Le développeur SWERY est devenu le spécialiste des jeux divisant la communauté des joueurs, et ce n’est pas Deadly Premonition 2 qui viendra nous contredire avec sa technique fluctuante, mais son univers si accrocheur. Cela ne l’empêche pas de continuer à proposer des projets trouvant toujours un écho auprès de sa fan base, ainsi son dernier jeu : The Good Life, kickstarté à hauteur de 630 000 € quand même, arrive aujourd’hui sur nos Switchs. La recette a-t-elle changé ? Non, le dernier titre du studio White Owls sera clivant, voici pourquoi.
Deadly Stardew Valley Premonition
Dans The Good Life nous incarnons Naomi Hayward, une journaliste new-yorkaise qui se retrouve à devoir faire un reportage sur la ville de Rainy Woods, ville autoproclamée la plus heureuse du monde. Partant du principe que cette ville se trouve en plein milieu de la campagne anglaise, cette assertion porte déjà sérieusement à débat… mais qui sommes-nous pour juger du climat anglais ? Quoi qu’il en soit, nous vivrons cette aventure en Angleterre, et qui dit jeu se basant au Royaume-Uni dit PNJ parlant en anglais.

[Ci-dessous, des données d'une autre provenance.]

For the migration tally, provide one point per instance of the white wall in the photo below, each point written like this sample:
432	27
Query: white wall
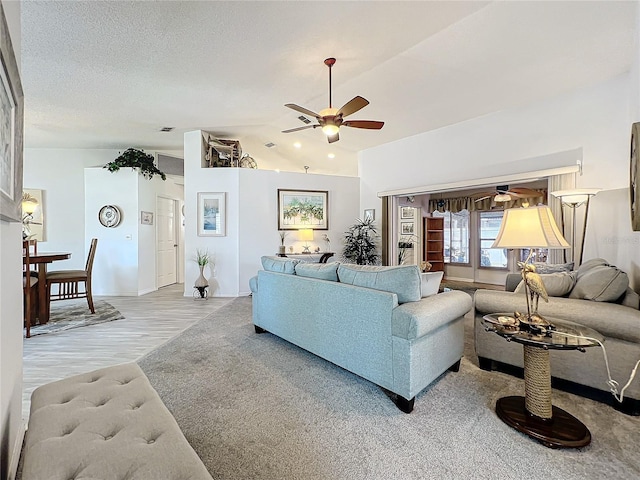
11	423
595	121
252	218
59	173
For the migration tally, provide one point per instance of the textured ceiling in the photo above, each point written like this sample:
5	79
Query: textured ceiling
111	74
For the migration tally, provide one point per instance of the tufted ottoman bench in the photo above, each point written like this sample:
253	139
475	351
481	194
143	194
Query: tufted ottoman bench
109	424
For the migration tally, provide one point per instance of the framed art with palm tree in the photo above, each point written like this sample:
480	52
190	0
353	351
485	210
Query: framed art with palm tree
303	209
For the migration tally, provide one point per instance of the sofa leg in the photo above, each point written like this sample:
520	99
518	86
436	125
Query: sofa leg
403	404
455	367
485	364
628	406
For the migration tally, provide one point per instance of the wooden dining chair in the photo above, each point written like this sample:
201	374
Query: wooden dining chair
29	285
68	282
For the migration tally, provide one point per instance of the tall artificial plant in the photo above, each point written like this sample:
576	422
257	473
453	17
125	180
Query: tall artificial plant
360	245
137	160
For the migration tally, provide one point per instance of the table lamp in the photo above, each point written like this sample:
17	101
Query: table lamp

C’est le premier point clivant à évoquer. The Good Life n’est pas traduit de l’anglais au français. Si pour la plupart des jeux ce n’est pas vraiment un problème, ici SWERY oblige, la gouaille de nos interlocuteurs fait partie intégrante du plaisir de jouer. Les dialogues sont très bien écrits, avec beaucoup de dérision et un narrateur so english, mais certains protagonistes viennent aussi du fin fond de la campagne et pour ajouter au folklore, quoi de mieux que de mettre un peu de patois dans les dialogues. Imaginer un anglais en train de devoir regarder un épisode des ch’tis vs les marseillais mais avec juste les sous-titres. Voilà à quoi ressemblent certains passages, heureusement peu nombreux, de The Good Life. Un bon niveau en anglais est donc obligatoire pour en profiter pleinement.

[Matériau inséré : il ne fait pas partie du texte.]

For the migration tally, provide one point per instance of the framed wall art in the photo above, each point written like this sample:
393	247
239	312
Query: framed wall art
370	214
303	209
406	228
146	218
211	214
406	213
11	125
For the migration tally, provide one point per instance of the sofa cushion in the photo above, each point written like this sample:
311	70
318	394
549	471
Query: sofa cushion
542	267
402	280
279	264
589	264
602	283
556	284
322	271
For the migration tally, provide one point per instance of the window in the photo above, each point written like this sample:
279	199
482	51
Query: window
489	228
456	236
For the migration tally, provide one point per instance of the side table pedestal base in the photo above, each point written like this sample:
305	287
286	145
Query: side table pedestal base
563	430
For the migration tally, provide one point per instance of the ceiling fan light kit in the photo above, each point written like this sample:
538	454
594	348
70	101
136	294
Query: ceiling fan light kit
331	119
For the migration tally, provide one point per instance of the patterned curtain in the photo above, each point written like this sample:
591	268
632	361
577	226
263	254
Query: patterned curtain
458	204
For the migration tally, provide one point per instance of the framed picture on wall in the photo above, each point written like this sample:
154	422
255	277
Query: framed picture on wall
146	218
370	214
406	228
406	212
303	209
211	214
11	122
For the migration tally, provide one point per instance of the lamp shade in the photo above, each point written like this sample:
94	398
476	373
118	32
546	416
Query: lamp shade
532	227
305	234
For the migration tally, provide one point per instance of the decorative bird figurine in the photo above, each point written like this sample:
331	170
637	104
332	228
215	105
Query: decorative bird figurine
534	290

L’anglais ne nous faisant pas peur, nous nous sommes lancés dans les aventures de Naomi l’esprit léger. Nous avons alors découvert une jeune femme percluse de dettes : 300 000 € rien que ça, et pas vraiment ravie d’être obligée de mener à bien cette mission pour les rembourser. Heureusement, elle n’aura pas à compter seulement sur ses qualités journalistiques pour avancer sur la voie de la rédemption financière. Elle disposera aussi d’un réseau social : Flamingo, pour devenir l’influenceuse la plus suivie du moment et ainsi engranger le cash telle une banquière sous acide. Dernier point, Naomi pourra glaner de-ci, de-là divers éléments, allant du scarabée commun au minerai précieux. Chacun de ces éléments pourra se revendre, de quoi en finir rapidement avec ces pépins monétaires.

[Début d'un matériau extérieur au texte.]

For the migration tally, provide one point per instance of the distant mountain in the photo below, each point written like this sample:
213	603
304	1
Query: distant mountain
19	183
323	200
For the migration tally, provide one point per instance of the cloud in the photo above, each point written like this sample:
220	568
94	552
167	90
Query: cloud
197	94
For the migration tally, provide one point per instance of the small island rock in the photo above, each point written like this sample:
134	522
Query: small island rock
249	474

Et bien non, car le monde de The Good Life est grand et difficile. Chaque action que nous ferons aura un coût, qu’il soit humain ou financier. Il nous faudra prendre soin de Naomi en même temps que de son porte-monnaie. Nous aurons à gérer différents éléments pour mener à bien nos missions. Il y aura d’abord notre argent. Il faut rembourser notre dette, mais ce n’est pas tout, il faut bien vivre aussi. Acheter du matériel plus performant, de quoi se nourrir, se vêtir, se téléporter et se reposer, bref vivre sa vie. Il faudra aussi gérer notre faim, notre stress, notre sommeil sous peine de devoir gérer notre maladie.
Les Sims tueurs en série
Notre journée sera ainsi faite de repas, de soin du visage et de nettoyage corporel avant de nous sentir prêts à partir découvrir les mystères que cache cette ville la plus heureuse du monde. Mais si le maquillage, la douche et la cuisine ne prennent que quelques secondes, la recherche d’ingrédients ne se fera pas toute seule. Durant nos déambulations dans la campagne anglaise, il nous faudra glaner les différents éléments que nous trouvons sur notre route. Avec un peu de chance, ceux-ci seront des graines de légumineuses que nous pourrons faire pousser dans notre modeste potager avant de pouvoir les consommer.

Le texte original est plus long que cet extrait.